M. [K] affirme que son appel n’est pas abusif, dès lors que la société Minelli a continué à régler ses loyers en retard même postérieurement à l’ordonnance attaquée et qu’il n’a été remboursé ni de ses frais de justice ni de celui des commandements de payer.

Sur ce,

L’article 559 du code de procédure civile, ‘en cas d’appel principal dilatoire ou abusif, l’appelant peut être condamné à une amende civile d’un maximum de 10 000 euros, sans préjudice des dommages-intérêts qui lui seraient réclamés.

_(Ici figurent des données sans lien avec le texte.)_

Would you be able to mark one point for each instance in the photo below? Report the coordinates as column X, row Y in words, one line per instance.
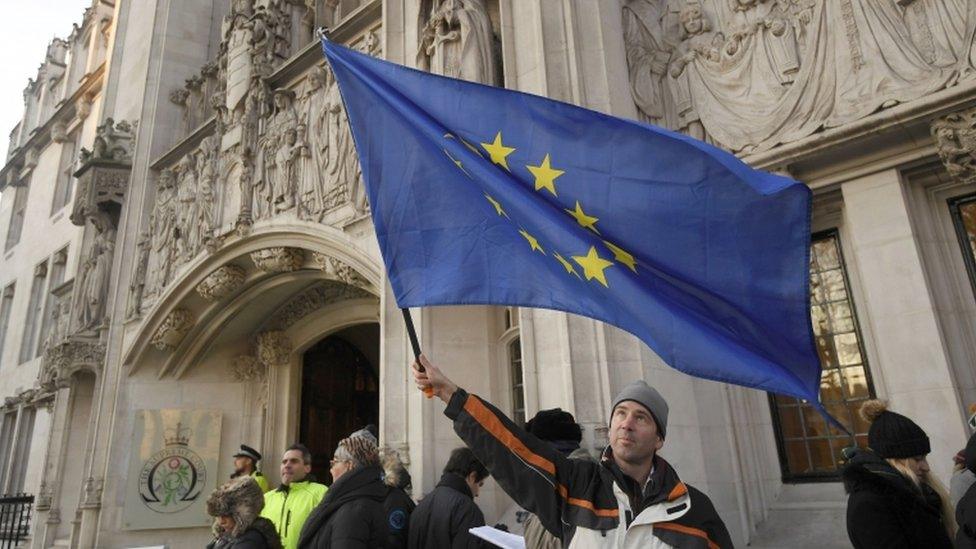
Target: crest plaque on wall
column 172, row 468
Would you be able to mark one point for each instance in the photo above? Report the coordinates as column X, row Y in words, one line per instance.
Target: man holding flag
column 632, row 498
column 481, row 195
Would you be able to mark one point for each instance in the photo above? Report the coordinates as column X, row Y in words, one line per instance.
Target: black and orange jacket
column 586, row 504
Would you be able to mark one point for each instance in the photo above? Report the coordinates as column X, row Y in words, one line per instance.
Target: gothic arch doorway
column 340, row 391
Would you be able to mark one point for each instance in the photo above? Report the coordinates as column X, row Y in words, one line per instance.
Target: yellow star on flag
column 586, row 221
column 593, row 266
column 498, row 151
column 532, row 241
column 567, row 265
column 497, row 205
column 457, row 163
column 622, row 256
column 545, row 175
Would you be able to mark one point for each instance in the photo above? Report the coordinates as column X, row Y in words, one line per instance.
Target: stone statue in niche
column 647, row 57
column 186, row 195
column 206, row 182
column 698, row 42
column 96, row 274
column 456, row 39
column 163, row 223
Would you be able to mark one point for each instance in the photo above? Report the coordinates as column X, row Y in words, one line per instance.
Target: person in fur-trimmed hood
column 893, row 500
column 236, row 507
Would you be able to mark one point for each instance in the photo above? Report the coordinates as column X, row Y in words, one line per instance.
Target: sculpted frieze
column 749, row 75
column 173, row 329
column 221, row 283
column 955, row 136
column 278, row 259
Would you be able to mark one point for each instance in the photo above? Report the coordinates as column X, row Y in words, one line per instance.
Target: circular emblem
column 398, row 520
column 172, row 479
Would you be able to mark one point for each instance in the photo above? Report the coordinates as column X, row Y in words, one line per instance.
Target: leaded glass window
column 809, row 446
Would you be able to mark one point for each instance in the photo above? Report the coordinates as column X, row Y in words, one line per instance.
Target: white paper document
column 498, row 537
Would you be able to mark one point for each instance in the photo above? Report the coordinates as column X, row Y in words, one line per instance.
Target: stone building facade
column 186, row 229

Cette amende, perçue séparément des droits d’enregistrement de la décision qui l’a prononcée, ne peut être réclamée aux intimés’.

La faute de M. [K] n’est pas démontrée en l’espèce, dès lors que, si l’appelant persiste à demander l’expulsion de sa locataire en appel malgré l’absence de dette actuelle, il se fonde cependant à juste titre sur l’acquisition de la clause résolutoire et sur le comportement de la société Minelli, qui n’est pas exempt de reproches puisqu’elle règle souvent avec retard les échéances de loyer.

La demande de dommages et intérêts pour appel abusif sera en conséquence rejetée.

Sur les demandes accessoires

La procédure engagée par M. [K] étant juridiquement fondée, la société Minelli sera condamnée aux dépens de première instance et l’ordonnance sera infirmée de ce chef.

Partie succombant en appel, M. [K] sera condamné aux dépens d’appel.

En équité, chaque partie ayant succombé, il n’y a pas lieu de faire application des dispositions de l’article 700 du code de procédure civile.

PAR CES MOTIFS

La cour statuant par arrêt contradictoire,

Confirme l’ordonnance déférée sauf en sa disposition relative aux dépens ;

Statuant à nouveau et y ajoutant,

Rejette les demandes au titre de l’appel abusif et sur le fondement de l’article 700 du code de procédure civile ;

Condamne la société Minelli aux dépens de première instance ;

Condamne M. [K] aux dépens d’appel.

Arrêt prononcé publiquement par mise à disposition au greffe de la cour, les parties en ayant été préalablement avisées dans les conditions prévues au deuxième alinéa de l’article 450 du code de procédure civile et signé par Madame Pauline DE ROCQUIGNY DU FAYEL, conseiller faisant fonction de président, et par Madame Élisabeth TODINI, greffier, auquel la minute de la décision a été remise par le magistrat signataire.